My story, in all of its glory and harsh detail, exists in my music (which can be found on socials and under my old artist name “Logan Smith”). I write about it every day and I don’t hold back in that medium. I’m very honest there because that is the safe place in which I choose to tell my truths.

If I were to sum up what you could expect from that, I would say you’ll hear a lot of vulnerability through the lens of indie folk pop music. I spent the last 7 years trying to identify and refine what my sound is and the lens through which I wanted to navigate that. I have finally landed on something that feels right to me; a world that feels like I feel. It excites me to have finally arrived at that place and to get to share that with people in the very near future as I’m currently working on my debut project.

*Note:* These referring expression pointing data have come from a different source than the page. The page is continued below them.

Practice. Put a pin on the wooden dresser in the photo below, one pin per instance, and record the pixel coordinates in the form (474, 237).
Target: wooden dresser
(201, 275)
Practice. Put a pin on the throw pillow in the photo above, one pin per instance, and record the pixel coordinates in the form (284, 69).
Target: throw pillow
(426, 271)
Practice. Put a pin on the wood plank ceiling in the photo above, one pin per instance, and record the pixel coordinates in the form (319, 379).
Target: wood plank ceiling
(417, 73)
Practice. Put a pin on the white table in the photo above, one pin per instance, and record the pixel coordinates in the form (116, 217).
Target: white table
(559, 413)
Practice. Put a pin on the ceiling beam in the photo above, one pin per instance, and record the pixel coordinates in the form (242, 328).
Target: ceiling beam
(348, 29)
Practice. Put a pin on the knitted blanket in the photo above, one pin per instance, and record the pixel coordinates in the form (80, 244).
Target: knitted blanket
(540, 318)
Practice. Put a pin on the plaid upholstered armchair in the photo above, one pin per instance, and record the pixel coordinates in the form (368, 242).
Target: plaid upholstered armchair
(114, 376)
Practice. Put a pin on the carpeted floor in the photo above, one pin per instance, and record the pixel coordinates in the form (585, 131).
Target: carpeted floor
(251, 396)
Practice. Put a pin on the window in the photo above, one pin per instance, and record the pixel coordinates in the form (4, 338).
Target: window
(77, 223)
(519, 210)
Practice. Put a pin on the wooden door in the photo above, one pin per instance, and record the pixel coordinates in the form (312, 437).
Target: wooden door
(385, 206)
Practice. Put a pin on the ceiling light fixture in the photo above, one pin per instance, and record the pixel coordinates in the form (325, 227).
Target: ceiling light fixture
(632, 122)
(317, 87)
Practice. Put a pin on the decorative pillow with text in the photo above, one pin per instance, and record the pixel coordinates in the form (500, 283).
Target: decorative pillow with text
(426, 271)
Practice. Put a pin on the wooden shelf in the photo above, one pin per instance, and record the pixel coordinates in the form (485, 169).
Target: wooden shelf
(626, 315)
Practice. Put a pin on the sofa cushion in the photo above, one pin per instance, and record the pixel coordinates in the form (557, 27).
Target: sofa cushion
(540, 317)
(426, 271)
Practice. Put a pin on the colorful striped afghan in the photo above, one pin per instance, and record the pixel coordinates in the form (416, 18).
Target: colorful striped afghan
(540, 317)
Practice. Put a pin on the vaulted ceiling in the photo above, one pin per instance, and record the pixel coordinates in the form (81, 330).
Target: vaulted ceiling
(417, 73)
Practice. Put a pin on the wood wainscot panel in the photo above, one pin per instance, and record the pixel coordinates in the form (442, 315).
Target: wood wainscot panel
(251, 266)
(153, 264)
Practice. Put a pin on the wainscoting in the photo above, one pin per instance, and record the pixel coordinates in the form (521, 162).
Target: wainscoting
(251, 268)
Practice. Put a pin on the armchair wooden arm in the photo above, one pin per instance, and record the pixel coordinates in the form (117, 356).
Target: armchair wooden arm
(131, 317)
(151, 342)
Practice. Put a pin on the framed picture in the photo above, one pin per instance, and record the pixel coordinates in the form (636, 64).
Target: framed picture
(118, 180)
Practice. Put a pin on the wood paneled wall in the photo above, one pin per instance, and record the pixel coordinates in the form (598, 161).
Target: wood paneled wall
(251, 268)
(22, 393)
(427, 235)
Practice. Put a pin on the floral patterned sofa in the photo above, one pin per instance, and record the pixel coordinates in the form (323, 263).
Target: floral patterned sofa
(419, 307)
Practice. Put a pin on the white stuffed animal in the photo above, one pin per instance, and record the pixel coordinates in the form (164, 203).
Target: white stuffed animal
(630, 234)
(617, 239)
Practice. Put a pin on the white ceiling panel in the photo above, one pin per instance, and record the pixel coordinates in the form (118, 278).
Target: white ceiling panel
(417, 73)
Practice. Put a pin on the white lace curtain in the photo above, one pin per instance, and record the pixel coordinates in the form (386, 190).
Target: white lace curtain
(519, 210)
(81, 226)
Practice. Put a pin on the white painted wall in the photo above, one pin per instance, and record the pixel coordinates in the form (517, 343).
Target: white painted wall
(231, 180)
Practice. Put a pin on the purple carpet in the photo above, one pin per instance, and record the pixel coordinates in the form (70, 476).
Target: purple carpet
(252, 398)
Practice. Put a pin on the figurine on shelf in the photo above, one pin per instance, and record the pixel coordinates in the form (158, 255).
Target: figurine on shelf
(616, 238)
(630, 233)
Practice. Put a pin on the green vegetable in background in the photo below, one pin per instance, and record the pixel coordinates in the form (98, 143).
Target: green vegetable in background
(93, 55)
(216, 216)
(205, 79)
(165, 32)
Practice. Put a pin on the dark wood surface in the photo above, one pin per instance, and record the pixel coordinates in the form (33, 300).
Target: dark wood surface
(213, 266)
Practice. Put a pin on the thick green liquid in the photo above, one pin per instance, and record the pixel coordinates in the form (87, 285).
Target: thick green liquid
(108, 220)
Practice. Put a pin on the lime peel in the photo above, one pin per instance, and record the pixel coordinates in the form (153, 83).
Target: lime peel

Being “Charlie Archer” is a new chapter that has given me a lot of license to send caution to the wind and be present in my craft and expression. I do have so many stories to tell and I do hope that when I’m ready, you’ll take the time to hear them.

If you had to pick three qualities that are most important to develop, which three would you say matter most?
I could think of three things that made a huge difference but the best advice I can give is this: don’t ever be the smartest person in the room and make sure you put yourself into a lot of rooms!

You can read all the book and watch all the tutorials you want. Nothing beats witnessing someone who is really good at their job actually do their job. Experience beats book smarts when it comes to art. Be a sponge and be kind and be fun to be around and don’t be the smartest person in the room!

What do you do when you feel overwhelmed? Any advice or strategies?
Touch grass! Be outside. Sit for an hour or two. Don’t listen to music or doom scroll, just be. Do this every day for a week and you’ll experience a clarity you never knew you were missing. We get so caught up in the fast paced life that we all know today. Sometimes we forget to sit and listen to the wind for a while.